The Democratic Party could allow anyone who is interested in the position to run for the chairman’s job. If the winner turns out to be someone other than a white male, then Nikema Williams could offer to step down as first vice chair. That way, the rules would be upheld and Democrats could elect the best-qualified person for the chairman’s job, regardless of race or gender.
On the other side of the partisan aisle, some of the activists in Georgia’s Republican Party have been pushing an idea that is as questionable as the Democrats’ white-only requirement for state chairman.
It has been proposed that the GOP abandon its system of nominating candidates for public office by holding a primary election where everyone gets to vote.
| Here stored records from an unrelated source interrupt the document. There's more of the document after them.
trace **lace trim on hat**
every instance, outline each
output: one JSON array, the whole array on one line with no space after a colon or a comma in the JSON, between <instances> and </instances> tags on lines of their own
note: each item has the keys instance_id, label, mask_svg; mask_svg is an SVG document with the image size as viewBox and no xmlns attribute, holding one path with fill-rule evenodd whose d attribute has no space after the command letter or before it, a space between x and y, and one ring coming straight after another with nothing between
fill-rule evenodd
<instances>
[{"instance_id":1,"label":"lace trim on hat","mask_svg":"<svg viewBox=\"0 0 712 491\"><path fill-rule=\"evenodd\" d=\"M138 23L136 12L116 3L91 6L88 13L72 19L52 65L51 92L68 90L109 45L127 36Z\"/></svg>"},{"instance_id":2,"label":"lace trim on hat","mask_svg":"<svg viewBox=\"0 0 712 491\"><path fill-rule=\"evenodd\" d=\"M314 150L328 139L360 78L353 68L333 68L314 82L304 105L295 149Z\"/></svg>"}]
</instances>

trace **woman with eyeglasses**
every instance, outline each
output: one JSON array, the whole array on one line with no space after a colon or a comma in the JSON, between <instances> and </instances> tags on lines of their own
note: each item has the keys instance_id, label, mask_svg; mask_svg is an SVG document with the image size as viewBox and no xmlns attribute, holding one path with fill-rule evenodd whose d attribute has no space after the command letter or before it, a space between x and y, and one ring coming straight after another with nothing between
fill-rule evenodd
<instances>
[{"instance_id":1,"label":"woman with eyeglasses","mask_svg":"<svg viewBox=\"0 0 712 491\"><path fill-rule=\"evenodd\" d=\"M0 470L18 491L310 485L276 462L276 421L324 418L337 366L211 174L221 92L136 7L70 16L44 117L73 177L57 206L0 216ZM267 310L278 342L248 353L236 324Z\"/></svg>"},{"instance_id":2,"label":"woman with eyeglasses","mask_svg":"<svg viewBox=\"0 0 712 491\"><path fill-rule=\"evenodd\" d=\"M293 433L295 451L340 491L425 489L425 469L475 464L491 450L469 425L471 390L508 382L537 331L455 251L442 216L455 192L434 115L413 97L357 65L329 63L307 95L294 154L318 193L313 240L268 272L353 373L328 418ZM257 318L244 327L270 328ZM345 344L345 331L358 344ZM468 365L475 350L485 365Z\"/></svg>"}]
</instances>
Instead, they would implement a system where candidates are nominated by party activists in local caucuses.
The proponents of this "Virginia Plan" argue that it would restore power to the grassroots and nullify the ability of the "party establishment," with its financial resources and influence, to determine who gets the nomination for public office.
In reality, the plan would ensure that party insiders decide Republican nominees rather than rank-and-file voters who participate in elections.
The Republican Party’s state committee discussed the idea during a recent meeting in Milledgeville but finally decided to reject it.
I think the Republicans displayed a lot of common sense in that decision. Let’s see if Democrats can do the same with their election for chairman.